Holly Davis hasn’t forgotten the “yahoos.”
A week after county commissioners declined Sheriff Mike Prendergast’s suggestion for additional law enforcement to patrol coastal areas popular with rowdy boaters, Commissioner Davis wants another shot.
“We bobbled that whole discussion,” Davis said. “I just flubbed it.”
Prendergast, responding to a county request for a plan to combat problem boaters in Homosassa’s Blue Waters, suggested at the board’s July 13 meeting that the county use American Recovery Plan funds to buy additional vessels and equipment, plus hire more deputies.
Although Commissioners Davis and Jeff Kinnard said they supported the sheriff’s plan, no one made a motion and there was no vote.
Since then, Homosassa residents sent emails to commissioners asking them to reconsider.
Davis said she reached out to the sheriff’s office and asked for specific alternatives to provide commissioners at the Tuesday, July 27 meeting. They are:
- Add three deputies to fill vacancies left by transfer of deputies to the special enforcement unit; add one law enforcement boat. Year one total: $561,562.
- Add four new deputies and two law enforcement boats. Year one total: $833,416
- Add six new deputies, two boats and one vehicle capable of towing a larger boat. Year one total: $1.2 million.
- The original proposal discussed by commissioners would have added five new deputies, two boats and one vehicle to tow a larger boat.
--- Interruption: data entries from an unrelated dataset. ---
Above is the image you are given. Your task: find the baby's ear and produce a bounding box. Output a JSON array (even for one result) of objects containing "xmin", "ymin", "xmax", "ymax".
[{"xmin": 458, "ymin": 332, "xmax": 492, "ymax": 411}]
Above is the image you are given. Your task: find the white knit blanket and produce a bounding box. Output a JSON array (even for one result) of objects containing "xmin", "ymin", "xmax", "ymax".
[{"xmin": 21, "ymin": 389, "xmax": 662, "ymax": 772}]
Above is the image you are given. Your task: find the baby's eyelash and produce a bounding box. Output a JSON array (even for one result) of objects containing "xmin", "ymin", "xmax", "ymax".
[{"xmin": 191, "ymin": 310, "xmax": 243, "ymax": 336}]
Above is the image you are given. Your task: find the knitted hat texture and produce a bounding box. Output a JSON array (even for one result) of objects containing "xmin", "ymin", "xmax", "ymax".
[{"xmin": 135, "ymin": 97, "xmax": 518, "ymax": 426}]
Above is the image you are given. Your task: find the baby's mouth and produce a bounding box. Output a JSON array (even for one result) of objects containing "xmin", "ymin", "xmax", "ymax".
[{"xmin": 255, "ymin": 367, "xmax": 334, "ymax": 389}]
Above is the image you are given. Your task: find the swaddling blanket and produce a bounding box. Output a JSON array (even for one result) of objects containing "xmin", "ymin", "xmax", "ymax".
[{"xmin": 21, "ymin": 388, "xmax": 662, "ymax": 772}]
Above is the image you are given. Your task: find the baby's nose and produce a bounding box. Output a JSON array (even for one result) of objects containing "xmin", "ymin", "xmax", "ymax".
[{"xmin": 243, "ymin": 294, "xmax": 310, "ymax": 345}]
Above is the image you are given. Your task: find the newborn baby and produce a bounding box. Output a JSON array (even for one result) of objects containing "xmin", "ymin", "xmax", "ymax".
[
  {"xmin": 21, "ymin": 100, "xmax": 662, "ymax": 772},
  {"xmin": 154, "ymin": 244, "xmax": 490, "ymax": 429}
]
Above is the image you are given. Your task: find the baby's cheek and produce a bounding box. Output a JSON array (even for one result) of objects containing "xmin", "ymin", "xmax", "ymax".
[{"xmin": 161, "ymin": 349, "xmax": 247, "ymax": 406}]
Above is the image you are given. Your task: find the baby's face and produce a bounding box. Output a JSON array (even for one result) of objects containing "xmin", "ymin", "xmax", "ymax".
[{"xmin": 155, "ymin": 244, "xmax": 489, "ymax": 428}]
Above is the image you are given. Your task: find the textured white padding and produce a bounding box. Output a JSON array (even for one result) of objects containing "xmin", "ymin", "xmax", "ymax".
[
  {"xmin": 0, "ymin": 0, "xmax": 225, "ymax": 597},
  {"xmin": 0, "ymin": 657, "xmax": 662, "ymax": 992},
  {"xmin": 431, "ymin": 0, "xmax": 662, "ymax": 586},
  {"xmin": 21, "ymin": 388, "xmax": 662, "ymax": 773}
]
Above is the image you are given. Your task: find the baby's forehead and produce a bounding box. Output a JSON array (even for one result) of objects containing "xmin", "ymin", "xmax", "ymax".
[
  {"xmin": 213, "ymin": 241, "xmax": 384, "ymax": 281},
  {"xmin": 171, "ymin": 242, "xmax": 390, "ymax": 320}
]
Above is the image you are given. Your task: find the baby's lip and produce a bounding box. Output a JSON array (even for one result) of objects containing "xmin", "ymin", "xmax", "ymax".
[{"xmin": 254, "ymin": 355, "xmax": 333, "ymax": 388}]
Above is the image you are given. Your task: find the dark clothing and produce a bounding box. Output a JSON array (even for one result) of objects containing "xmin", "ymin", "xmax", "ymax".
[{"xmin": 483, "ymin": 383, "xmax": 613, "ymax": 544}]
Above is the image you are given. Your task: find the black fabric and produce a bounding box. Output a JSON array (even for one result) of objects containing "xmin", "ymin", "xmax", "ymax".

Year one total: $1 million.
Recurring costs for year two and beyond are “substantially lower” than the first year cost, the sheriff’s proposal states.
And, while Blue Waters in the Homosassa River is getting plenty of attention, the marine unit isn’t central to the coast.
“These options are to address maritime issues on all of our lakes, rivers, estuaries and gulf area waterways,” the proposal states.
Davis, who referred to boating troublemakers as “yahoos” during the July 13 meeting, said the county needs to step up enforcement to protect boaters and residents.
“We have thousands and thousands and thousands of tourists coming in,” she said. “If we don’t get ahead of this, our residents will be harassed heavily.”
Davis said he spoke with Pendergrast who said the issues on the water are getting worse.
“He said last weekend was a zoo, and 70% of citations were out of towners,” she said. “These are not families coming in to see the manatees. They’re being chased out of other rivers and they’re coming to us.”
Davis said she thinks the county can provide additional marine patrols without increasing the property tax rate to pay for it.
“We need to make some smart investments,” she said. “One of them is to get ahead of law enforcement. We need to not always look to be the cheapest game in town. If we do that we’ll continue to attract people who have that same attitude.”